Infatti la questione anatocismo divide anche molti parlamentari della maggioranza nonché dell’opposizione. Numerosi sono stati gli ordini del giorno (odg) presentati da più parti, alcuni dei quali accolti al fine di riaprire la discussione sull’articolo relativo all’anatocismo.

Un odg a firma di Antonio Battaglia (Pdl), impegna l’esecutivo ”a valutare l’opportunità di intervenire in tempi rapidi, anche attraverso eventuali interventi normativi a tutela degli interessi legittimi dei cittadini, nel pieno rispetto dei principi costituzionali, negli eventuali contenziosi bancari” affinché l’interpretazione della misura contenuta nel milleproroghe ”non si configuri come danno nei loro confronti”.
Il secondo odg, che il governo ha accolto come raccomandazione, impegna invece il governo a ”riesaminare l’interpretazione fornita dall’articolo” contenuto nel milleproroghe, ”riportandola negli ambiti interpretativi finora fatti propri dalla giurisprudenza legittima” e ribaditi dalla sentenza della Corte di Cassazione.

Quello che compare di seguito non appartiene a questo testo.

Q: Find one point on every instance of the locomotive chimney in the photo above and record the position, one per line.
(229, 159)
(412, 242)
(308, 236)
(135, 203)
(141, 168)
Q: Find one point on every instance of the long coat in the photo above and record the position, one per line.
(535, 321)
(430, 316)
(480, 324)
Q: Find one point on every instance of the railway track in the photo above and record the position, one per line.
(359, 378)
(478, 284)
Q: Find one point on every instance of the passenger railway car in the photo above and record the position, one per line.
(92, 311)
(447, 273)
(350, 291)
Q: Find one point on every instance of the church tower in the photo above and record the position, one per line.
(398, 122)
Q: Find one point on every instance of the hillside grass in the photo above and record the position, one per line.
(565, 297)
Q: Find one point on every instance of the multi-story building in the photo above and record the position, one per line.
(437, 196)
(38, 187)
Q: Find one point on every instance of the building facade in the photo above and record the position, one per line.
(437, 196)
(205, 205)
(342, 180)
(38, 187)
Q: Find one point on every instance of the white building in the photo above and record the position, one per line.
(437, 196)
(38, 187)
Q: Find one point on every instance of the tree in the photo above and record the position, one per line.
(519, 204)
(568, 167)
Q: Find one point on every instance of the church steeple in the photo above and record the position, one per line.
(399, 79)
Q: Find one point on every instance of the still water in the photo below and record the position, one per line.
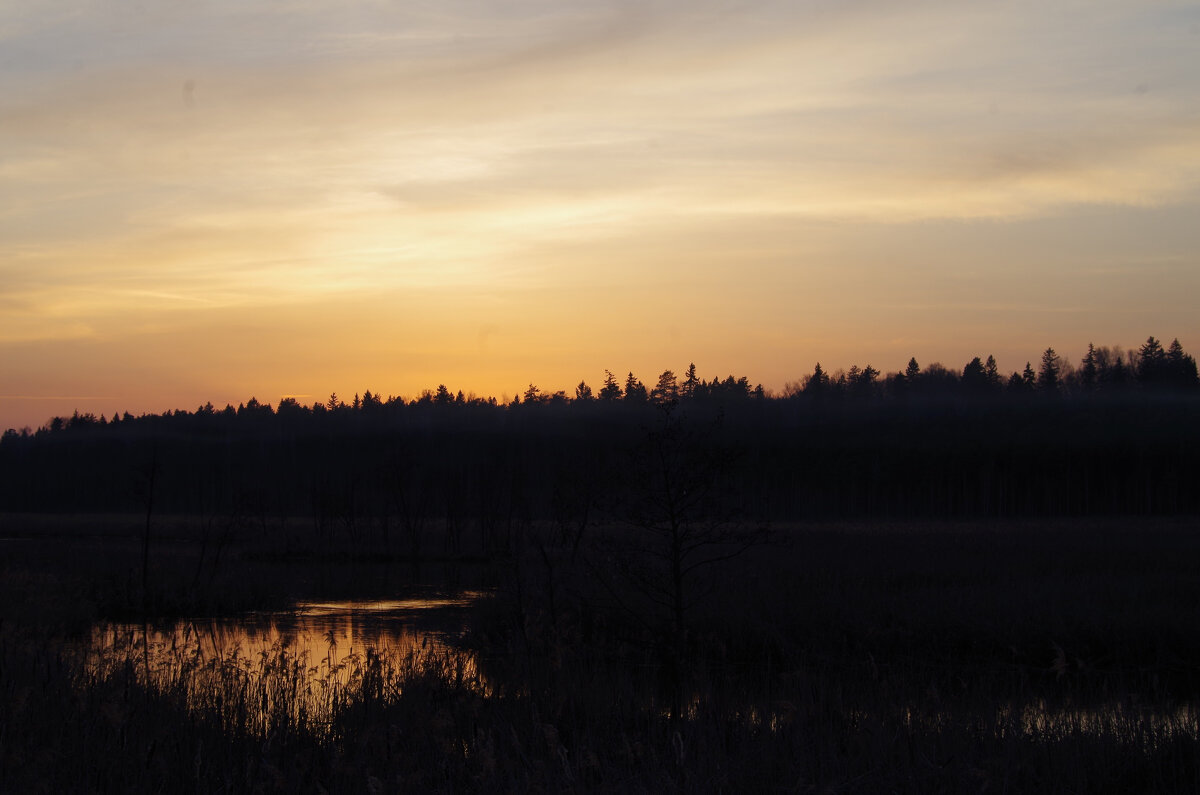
(304, 663)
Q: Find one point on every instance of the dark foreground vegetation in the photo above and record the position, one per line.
(922, 583)
(855, 658)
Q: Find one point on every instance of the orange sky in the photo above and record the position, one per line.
(208, 202)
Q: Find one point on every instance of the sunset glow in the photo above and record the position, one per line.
(207, 202)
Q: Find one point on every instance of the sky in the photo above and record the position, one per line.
(217, 199)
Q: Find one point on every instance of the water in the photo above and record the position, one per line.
(303, 664)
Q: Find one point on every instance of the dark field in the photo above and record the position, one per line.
(1035, 656)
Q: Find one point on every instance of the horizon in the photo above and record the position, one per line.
(204, 204)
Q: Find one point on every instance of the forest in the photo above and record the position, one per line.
(1117, 435)
(936, 580)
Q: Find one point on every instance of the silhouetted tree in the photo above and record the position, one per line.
(690, 382)
(666, 390)
(1152, 363)
(912, 371)
(975, 376)
(817, 383)
(611, 389)
(991, 374)
(635, 390)
(1089, 374)
(1048, 375)
(677, 497)
(1029, 377)
(1181, 368)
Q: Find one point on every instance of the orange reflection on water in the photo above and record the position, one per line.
(303, 665)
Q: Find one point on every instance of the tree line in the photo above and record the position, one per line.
(1120, 434)
(1103, 370)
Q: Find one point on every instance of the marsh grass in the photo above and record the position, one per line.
(1036, 658)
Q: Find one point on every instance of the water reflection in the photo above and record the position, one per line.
(298, 667)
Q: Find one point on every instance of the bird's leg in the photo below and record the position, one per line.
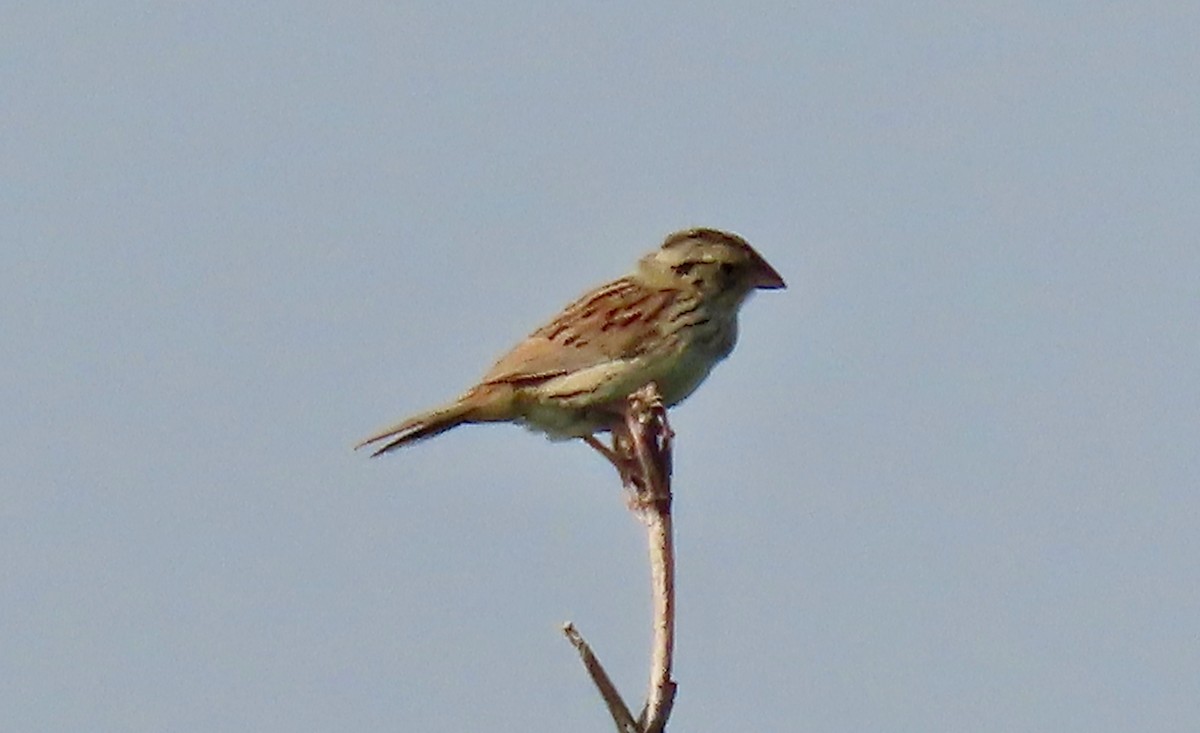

Altro testo dell’odg, firmato da Ciccanti e Antonio Mereu (Udc), “impegna il Governo ad adottare ulteriori iniziative normative volte a rivedere” la norma contenuta nel Milleproroghe che restringe di fatto i termini della prescrizione sull’anatocismo e “che stravolge la sentenza della Cassazione che aveva sancito definitivamente il diritto dei correntisti (imprese e cittadini comuni) a farsi restituire tutte le somme illegittimamente addebitate dalle banche su conti correnti tutelando le vittime dell’anatocismo”.

Peraltro il testo del maxiemendamento contiene un “vizio” che sotto l’aspetto tecnico non consente di dare il colpo di spugna sperato dalle banche, spiega Adusbef nella persona del suo Vicepresidente, Avv. Antonio Tanza: “L’anatocismo non viene compromesso dall’art. 2 quinquies, comma 9, del Maxiemendamento al Milleproroghe. I principi della Sentenza della Suprema Corte di Cassazione a sezioni unite del 2/12/10 restano invariati: nessun pericolo per il contenzioso in atto e per quello futuro”.

In effetti il testo dell’articolo del maxiemendamento in merito all’anatocismo, aggiunto di soppiatto ed in tutta fretta dal Governo poco prima della scadenza, si riferisce alla prescrizione dell’annotazione, lasciando comunque spazio ai cavilli tecnico-legali per contrastare la vergognosa norma.

Il testo dell’art. 2 quinquies, comma 9 del maxiemendamento così recita: “In ordine alle operazioni bancarie regolate in conto corrente l’art. 2935 del codice civile si interpreta nel senso che la prescrizione relativa ai diritti nascenti dall’annotazione in conto inizia a decorrere dal giorno dell’annotazione stessa. In ogni caso non si fa luogo alla restituzione di importi già versati. Alla data di entrata in vigore della legge di conversione del presente decreto legge”.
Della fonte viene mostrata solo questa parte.